Alar Karis, President of Estonia, described the benefits Estonia reaped from engaging in a “digital transition” that includes e-governance and cyber security. He then underlined that climate resilience relies on accessible data of quality, pointing to the Data for the Environment Alliance (DEAL), initiated by the Government of Estonia supported by the SPBF, through which over 30 countries are collaborating to create and share environmental data.
Responding to a question on the direction the multilateral system needs to take to support the aspirations of African countries, Inger Andersen, Executive Director, UNEP, emphasized opportunities in Africa due to a “ready and able” market, and encouraged the private sector to think about long-term sustainable investments that are based on partnership and sustainable development.
Panelists then heard from industry leaders. Niklas Gustafsson, Volvo Group, shared that the company is committed to finding sustainable transport solutions around the world, particularly in Africa. He emphasized that Africa needs policies, which promote the development of green energy, and partnerships that support green measures.
Sheri Hinish, IBM, indicated that now is the time for action, since partnerships between technology companies and Africa are ready and capable. In response, Andersen announced the launch of a UNEP project on data and information sharing those environmental ministries around Africa can use as a tool.
In response to a question on the copper industry’s role in realizing Africa’s ambition for decarbonization, Anthony Lea, President, International Copper Association (ICA), discussed ICA’s decarbonization roadmap. He also shared that ICA will be launching the Grid Efficiency and Resiliency Partnership Initiative as part of their commitment to minimize grid losses in Africa.
Sébastien Riez, Schneider Electric, said access to renewable energy is crucial to the growth of multiple sectors, including business, healthcare, and others. Among key factors enabling the expansion of Signify’s work in Africa, Mohamed Saad, Signify Northeast Africa, emphasised: sound government regulations on the deployment of technology; partnerships with multilateral organizations on financing and capacity building; and collaboration between multinational corporations and regional hubs.

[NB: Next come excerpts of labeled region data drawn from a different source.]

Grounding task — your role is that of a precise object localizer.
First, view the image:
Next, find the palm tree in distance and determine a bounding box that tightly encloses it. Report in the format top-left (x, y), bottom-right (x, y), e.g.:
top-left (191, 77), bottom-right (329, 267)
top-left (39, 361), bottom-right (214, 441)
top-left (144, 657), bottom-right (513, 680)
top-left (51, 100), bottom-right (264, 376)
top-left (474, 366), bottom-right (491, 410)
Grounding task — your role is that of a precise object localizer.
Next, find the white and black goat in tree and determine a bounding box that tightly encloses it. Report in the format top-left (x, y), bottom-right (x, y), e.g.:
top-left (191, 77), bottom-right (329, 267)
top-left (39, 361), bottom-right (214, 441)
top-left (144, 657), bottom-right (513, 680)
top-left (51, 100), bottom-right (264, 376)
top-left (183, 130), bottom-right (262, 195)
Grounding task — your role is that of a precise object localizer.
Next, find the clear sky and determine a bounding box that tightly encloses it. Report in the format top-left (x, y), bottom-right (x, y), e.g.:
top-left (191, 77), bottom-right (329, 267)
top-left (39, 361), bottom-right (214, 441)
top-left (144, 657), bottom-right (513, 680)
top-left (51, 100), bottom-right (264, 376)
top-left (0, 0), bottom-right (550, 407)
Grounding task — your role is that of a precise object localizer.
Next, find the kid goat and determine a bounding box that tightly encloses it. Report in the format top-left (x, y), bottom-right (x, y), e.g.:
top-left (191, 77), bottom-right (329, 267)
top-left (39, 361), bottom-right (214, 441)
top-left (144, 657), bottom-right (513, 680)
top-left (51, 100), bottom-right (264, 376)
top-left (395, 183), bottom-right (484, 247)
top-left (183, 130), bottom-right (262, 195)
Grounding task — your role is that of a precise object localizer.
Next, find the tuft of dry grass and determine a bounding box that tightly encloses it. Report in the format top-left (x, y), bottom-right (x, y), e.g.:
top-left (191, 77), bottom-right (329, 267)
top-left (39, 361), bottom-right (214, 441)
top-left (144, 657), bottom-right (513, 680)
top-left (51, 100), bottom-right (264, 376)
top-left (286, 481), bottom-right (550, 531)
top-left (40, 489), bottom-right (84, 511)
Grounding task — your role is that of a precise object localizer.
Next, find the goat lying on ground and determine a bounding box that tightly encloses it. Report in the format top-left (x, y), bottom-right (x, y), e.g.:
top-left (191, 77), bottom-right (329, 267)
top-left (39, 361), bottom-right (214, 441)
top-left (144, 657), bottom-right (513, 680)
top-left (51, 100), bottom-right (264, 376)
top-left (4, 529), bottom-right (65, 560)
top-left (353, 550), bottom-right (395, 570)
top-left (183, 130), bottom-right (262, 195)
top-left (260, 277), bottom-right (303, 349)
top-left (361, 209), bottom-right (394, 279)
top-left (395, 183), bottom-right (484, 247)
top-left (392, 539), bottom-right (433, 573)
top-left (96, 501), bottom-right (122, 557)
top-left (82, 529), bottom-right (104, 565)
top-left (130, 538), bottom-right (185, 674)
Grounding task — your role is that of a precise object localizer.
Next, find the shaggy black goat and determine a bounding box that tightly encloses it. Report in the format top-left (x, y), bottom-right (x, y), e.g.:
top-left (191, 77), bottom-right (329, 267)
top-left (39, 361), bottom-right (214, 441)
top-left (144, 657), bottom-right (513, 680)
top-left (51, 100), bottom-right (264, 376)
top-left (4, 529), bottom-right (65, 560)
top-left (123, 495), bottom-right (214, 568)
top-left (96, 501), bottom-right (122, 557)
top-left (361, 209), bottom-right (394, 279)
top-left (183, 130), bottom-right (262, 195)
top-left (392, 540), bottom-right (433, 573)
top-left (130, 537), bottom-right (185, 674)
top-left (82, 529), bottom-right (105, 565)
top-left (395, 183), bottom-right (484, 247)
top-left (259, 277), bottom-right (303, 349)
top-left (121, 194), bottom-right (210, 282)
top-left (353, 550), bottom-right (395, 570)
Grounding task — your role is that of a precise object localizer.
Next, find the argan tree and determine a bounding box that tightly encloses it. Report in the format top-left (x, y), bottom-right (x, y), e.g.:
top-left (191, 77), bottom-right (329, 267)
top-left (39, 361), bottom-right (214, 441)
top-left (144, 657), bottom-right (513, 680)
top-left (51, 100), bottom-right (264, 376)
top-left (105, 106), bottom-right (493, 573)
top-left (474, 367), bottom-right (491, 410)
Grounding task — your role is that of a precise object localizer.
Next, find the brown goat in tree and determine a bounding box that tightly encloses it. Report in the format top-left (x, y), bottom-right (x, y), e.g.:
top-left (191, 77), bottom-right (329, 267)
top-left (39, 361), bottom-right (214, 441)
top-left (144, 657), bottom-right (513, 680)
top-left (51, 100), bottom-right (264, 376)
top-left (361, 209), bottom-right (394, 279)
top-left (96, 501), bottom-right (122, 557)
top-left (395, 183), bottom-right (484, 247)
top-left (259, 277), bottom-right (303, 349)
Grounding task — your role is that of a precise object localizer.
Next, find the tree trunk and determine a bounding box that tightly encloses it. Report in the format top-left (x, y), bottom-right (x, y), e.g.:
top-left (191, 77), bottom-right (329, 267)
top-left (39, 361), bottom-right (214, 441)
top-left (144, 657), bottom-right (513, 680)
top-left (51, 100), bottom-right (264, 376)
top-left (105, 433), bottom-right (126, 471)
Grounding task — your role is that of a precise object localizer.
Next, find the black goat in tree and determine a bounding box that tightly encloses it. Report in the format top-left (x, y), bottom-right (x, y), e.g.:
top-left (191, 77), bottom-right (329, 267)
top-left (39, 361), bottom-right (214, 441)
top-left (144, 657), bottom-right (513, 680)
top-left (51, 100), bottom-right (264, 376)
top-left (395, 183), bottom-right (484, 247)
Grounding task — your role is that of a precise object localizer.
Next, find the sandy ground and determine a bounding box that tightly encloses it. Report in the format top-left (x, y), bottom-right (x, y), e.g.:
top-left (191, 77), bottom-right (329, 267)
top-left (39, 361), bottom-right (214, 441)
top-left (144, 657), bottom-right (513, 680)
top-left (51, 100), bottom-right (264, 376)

Kate Brandt, Google, highlighted Google’s USD 1 billion commitment to support Africa’s digital transformation. This investment, she noted, would include, among other items, artificial intelligence tools to improve responses to flooding as well as humanitarian and climate efforts.
Kevin Urama, African Development Bank, said that, to attract important financing in the form of green bonds and debt for climate swaps, African countries must tackle both their regulatory and political shortcomings. He noted the solution to accelerate the green transition is “financing, financing, and financing.”
Eric Usher, UNEP Finance Initiative, highlighted significant momentum on mitigation with 40% of the banking industry now committed to the Net-Zero Banking Alliance, but said there is still not enough emphasis on adaptation. He called for a new compact for public-private financing, concluding that “Africa is where it can be done.”
Djatougbe Aziaka, UNEP NGOs Major Group, said three words stood out from the various interventions: collaboration, co-creation, and partnerships. She highlighted the role of civil society organizations in contributing local knowledge to relevant partnerships.
Organizers: The UN-SPBF in cooperation with the African Union Commission, the African Ministerial Conference on Meteorology, and UNEP’s Regional Office for Africa.